Archimandrite Aimilianos. (+9 Mai 2019) |
Vous vous rappelez qu'hier nous
disions: le plaisir du premier homme a conduit à la douleur. Nous nous mettons
en route à partir de la souffrance et nous avançons avec ce que Dieu nous
donne: la jouissance de l'âme.
Désormais se présentent à nous la
joie et la douleur, qui composent ce que nous appelons «la douleur du cœur».
Cette douleur du cœur est une liquéfaction, c'est une soif ardente. Lorsque
nous avons réellement soif, nous sommes anéantis; nous nous sentons épuisés,
nous avons l'impression que, si on ne nous apporte pas, à l'instant, un peu
d'eau, nous allons nous affaisser sur le sol. Il en est de même pour l'âme.
Elle ne peut plus vivre sans Dieu. Non seulement sa vie n'a plus de sens, mais
elle meurt sans Dieu. C'est pourquoi, à partir de l'instant où elle fera cette
expérience de la connaissance de Dieu, où elle sentira cette périchôrèse, ou
bien elle mourra ou bien elle vivra dans le Christ. Il n'existe pas de voie
moyenne.
Cette soif, ce dépérissement
conduit l'âme à l'expérience du désir de la mort. Pourquoi? Parce que cette vie
trompeuse la mène à voir Dieu «dans un miroir ». Où est Dieu? Où se trouve mon
Dieu? Puisque l'être entier ne peut voir Dieu, ne peut l'attraper, avoir un
contact avec lui, soit par le corps, soit par l'âme - parce que l'être est
corps et âme -, puisqu'il ne le peut, il va aboutir, non plus à la circoncision
de son cœur, mais au déchirement de l'enveloppe charnelle pour que l'âme soit
libérée et qu'elle puisse être seule avec Dieu seul.

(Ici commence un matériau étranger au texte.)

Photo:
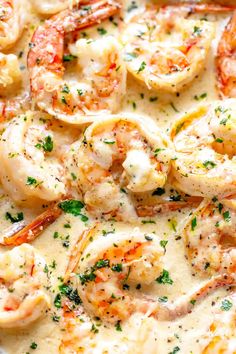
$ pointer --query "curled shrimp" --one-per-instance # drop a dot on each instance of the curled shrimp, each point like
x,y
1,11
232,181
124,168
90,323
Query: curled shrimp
x,y
22,277
117,156
101,83
205,144
226,60
30,166
50,7
210,238
11,22
107,270
11,107
220,337
164,50
10,74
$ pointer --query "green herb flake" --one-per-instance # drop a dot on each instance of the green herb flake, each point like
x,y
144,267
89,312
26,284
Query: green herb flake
x,y
163,299
142,67
193,223
159,191
227,216
19,217
209,164
117,267
164,278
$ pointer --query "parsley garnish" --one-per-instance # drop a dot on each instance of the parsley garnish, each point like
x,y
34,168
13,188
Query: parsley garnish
x,y
164,278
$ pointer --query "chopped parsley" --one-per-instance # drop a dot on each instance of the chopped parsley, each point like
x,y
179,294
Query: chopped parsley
x,y
226,216
193,223
46,145
101,31
159,191
73,207
142,67
200,97
70,293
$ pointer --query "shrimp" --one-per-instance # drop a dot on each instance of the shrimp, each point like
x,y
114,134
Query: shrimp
x,y
164,50
11,107
50,7
10,74
226,60
108,273
211,245
101,84
221,333
118,155
22,278
205,144
29,167
11,22
20,233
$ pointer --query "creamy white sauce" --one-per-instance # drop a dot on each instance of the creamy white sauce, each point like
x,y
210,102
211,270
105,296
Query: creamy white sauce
x,y
184,332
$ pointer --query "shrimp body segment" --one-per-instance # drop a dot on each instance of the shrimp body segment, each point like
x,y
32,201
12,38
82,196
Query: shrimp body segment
x,y
118,152
111,272
103,276
210,238
29,167
101,72
221,334
11,22
22,277
166,51
226,60
10,74
205,144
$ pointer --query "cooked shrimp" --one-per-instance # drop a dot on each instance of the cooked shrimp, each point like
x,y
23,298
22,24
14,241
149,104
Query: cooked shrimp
x,y
11,107
210,238
221,334
118,152
11,22
110,269
101,84
50,7
226,60
22,278
20,233
10,74
205,144
29,167
164,50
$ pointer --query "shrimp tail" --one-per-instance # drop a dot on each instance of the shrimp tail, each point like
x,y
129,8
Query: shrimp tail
x,y
185,304
33,230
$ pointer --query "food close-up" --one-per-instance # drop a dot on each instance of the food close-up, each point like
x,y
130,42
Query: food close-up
x,y
117,177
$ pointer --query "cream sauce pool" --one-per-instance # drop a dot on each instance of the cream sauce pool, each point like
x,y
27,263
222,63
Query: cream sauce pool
x,y
181,335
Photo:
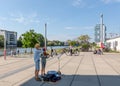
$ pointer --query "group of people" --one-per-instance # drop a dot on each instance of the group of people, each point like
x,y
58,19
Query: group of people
x,y
98,51
40,53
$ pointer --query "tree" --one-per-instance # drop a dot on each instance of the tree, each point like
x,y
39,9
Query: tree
x,y
30,38
84,38
1,41
19,42
84,42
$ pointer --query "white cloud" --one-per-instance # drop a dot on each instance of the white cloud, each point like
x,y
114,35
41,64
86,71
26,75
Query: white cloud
x,y
69,28
3,18
110,1
24,19
80,28
78,3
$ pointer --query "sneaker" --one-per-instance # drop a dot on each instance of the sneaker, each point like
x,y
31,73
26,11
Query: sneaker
x,y
38,79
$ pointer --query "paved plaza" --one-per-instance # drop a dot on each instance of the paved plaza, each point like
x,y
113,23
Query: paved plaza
x,y
87,69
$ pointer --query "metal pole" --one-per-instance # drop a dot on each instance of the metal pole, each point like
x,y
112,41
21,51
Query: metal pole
x,y
101,28
5,46
46,36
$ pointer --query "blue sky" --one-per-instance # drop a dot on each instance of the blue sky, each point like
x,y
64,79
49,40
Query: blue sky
x,y
66,19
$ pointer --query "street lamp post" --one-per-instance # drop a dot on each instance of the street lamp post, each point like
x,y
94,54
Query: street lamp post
x,y
46,36
5,46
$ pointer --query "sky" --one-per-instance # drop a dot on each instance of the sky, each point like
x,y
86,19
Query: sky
x,y
66,19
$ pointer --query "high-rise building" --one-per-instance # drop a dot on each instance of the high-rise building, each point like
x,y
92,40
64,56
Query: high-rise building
x,y
100,35
10,37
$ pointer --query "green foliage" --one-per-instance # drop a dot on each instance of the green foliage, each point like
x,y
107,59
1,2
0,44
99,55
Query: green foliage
x,y
55,43
1,41
19,42
84,42
84,38
30,38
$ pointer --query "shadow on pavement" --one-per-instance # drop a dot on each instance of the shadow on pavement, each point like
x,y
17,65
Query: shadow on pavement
x,y
79,80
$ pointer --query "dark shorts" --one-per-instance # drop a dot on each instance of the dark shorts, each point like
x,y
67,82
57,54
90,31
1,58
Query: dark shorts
x,y
43,64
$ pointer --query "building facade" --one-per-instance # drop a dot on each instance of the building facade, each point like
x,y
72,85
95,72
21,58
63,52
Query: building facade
x,y
100,35
114,43
10,38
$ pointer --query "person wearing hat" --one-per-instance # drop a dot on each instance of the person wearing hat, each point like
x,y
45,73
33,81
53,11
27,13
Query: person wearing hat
x,y
37,55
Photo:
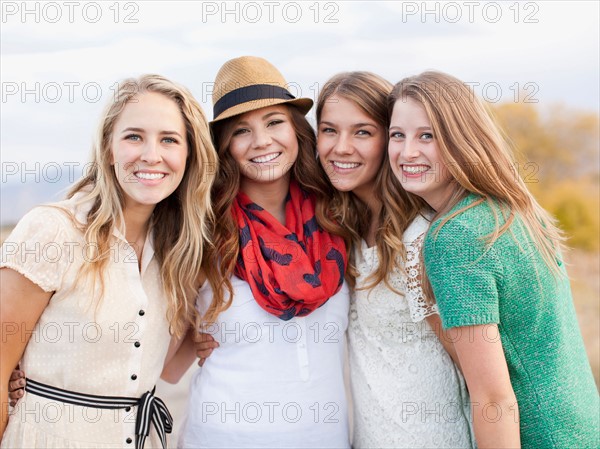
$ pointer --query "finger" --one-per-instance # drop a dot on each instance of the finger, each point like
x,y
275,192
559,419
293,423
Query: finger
x,y
16,384
204,353
17,374
15,395
202,337
206,346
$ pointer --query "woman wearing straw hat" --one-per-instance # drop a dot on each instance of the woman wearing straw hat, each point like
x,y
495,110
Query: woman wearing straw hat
x,y
279,308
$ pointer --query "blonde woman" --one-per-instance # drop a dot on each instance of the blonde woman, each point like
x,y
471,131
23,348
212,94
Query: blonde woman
x,y
493,260
106,278
406,390
278,308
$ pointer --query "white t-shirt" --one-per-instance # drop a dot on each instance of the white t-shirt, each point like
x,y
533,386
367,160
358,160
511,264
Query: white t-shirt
x,y
271,383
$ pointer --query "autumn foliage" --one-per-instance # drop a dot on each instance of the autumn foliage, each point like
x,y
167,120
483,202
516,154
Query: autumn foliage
x,y
558,156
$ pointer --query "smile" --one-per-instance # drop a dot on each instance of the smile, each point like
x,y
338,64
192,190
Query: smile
x,y
345,165
151,176
265,158
415,169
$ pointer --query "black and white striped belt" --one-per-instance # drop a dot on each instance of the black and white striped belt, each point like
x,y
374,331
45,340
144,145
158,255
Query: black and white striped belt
x,y
150,408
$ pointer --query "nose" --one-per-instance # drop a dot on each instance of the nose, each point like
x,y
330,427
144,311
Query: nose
x,y
410,150
151,153
262,138
343,146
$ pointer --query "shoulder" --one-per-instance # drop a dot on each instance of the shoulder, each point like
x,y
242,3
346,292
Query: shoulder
x,y
45,218
417,227
461,236
472,217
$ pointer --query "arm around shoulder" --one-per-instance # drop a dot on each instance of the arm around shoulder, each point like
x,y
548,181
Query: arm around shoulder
x,y
493,401
21,304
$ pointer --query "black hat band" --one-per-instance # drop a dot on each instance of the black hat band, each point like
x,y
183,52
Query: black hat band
x,y
250,93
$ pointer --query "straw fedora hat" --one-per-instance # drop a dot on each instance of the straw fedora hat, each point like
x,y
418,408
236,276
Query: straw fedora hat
x,y
248,83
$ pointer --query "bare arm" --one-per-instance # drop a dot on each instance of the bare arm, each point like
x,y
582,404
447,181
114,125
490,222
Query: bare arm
x,y
495,409
180,357
21,305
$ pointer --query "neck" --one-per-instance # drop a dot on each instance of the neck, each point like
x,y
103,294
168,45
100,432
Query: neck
x,y
137,221
374,205
269,196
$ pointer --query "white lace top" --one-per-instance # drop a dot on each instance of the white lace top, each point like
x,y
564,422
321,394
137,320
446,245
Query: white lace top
x,y
407,391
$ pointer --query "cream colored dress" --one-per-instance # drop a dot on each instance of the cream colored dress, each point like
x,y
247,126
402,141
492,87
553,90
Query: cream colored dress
x,y
407,392
116,348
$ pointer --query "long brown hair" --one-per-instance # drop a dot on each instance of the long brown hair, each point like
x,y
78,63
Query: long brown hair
x,y
479,159
306,171
179,222
369,92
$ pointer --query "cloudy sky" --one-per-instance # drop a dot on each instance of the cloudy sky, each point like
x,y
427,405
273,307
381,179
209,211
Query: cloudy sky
x,y
60,61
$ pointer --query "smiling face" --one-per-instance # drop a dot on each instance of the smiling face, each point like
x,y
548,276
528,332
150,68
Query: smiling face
x,y
265,146
414,155
149,150
351,146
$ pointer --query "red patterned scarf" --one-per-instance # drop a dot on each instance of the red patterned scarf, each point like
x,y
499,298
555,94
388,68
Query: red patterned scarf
x,y
292,269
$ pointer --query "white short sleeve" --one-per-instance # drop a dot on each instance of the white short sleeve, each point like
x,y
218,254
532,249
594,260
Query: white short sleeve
x,y
38,247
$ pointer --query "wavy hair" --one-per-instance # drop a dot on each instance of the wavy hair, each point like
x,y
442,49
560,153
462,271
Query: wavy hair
x,y
480,160
306,171
180,222
369,92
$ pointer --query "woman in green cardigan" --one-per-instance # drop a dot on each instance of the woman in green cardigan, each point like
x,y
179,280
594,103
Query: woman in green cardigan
x,y
493,263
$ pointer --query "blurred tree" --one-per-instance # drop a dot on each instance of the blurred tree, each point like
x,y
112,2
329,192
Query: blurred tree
x,y
558,156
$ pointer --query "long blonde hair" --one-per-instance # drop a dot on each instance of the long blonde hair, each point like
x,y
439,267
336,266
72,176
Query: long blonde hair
x,y
180,222
306,171
479,159
369,92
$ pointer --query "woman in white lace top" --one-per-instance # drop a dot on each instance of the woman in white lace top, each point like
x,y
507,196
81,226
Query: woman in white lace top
x,y
407,391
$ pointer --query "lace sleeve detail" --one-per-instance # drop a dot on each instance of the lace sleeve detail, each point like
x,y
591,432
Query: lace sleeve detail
x,y
417,303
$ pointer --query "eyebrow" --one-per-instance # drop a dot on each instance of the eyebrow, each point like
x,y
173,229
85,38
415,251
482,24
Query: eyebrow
x,y
264,117
141,130
420,128
355,125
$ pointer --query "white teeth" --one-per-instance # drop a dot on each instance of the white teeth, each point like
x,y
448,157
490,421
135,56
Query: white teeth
x,y
267,158
414,170
143,175
345,164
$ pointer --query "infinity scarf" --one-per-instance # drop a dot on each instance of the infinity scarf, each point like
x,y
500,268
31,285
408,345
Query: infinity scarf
x,y
292,269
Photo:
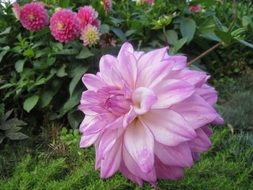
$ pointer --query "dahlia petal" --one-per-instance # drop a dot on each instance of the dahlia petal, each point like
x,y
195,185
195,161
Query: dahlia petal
x,y
127,66
142,150
111,161
134,168
196,111
108,70
92,82
143,99
130,175
179,155
168,172
126,47
168,127
172,92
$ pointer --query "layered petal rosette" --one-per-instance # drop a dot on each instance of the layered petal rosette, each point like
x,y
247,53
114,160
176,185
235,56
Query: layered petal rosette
x,y
147,115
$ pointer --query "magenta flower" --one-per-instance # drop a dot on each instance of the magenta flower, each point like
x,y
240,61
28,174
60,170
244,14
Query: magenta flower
x,y
195,8
147,115
90,35
33,16
88,15
64,25
16,10
107,5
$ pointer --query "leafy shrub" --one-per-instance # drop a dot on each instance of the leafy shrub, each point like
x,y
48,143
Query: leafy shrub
x,y
10,128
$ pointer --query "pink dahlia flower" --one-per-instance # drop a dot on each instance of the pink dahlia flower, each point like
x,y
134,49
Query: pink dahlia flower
x,y
64,25
195,8
90,35
33,16
147,115
16,10
107,5
88,15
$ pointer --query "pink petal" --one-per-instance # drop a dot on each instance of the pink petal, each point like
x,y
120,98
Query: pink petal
x,y
168,127
134,168
171,92
109,72
127,67
179,155
143,99
196,111
111,161
139,143
201,143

L'âme vit ce désir de la mort
comme l'expérience que fait l'enfant dans le sein de sa mère: il veut sortir,
il doit naître parce que les neuf mois sont révolus. Il lui faut quitter le
sein; de toutes les façons il doit sortir. C'est l'expérience d'une naissance.
L'âme veut vivre sa naissance, sa nouvelle naissance.
C'est donc une expérience de
libération de la corruption, du temps, du lieu, d'une vie de pauvreté,
d'infortune, d'esclavage, de mendicité. Ici - bas, nous sommes des mendiants;
dans notre pauvreté nous mendions toute chose. L'homme veut briser ces
barrières qu'on lui a dressées dans ce monde, et il veut demeurer seul avec
Dieu seul, dans cet océan infini d'amour, de bonheur et de délices.
La particularité que revêt
maintenant cette connaissance de Dieu, est un effort pour enlever Dieu; nous
pourchassons Dieu. Nous voulons briser les limites de l'espace, celles du
temps. Nous voulons vaincre la mort en atteignant les limites de l'incorruptibilité.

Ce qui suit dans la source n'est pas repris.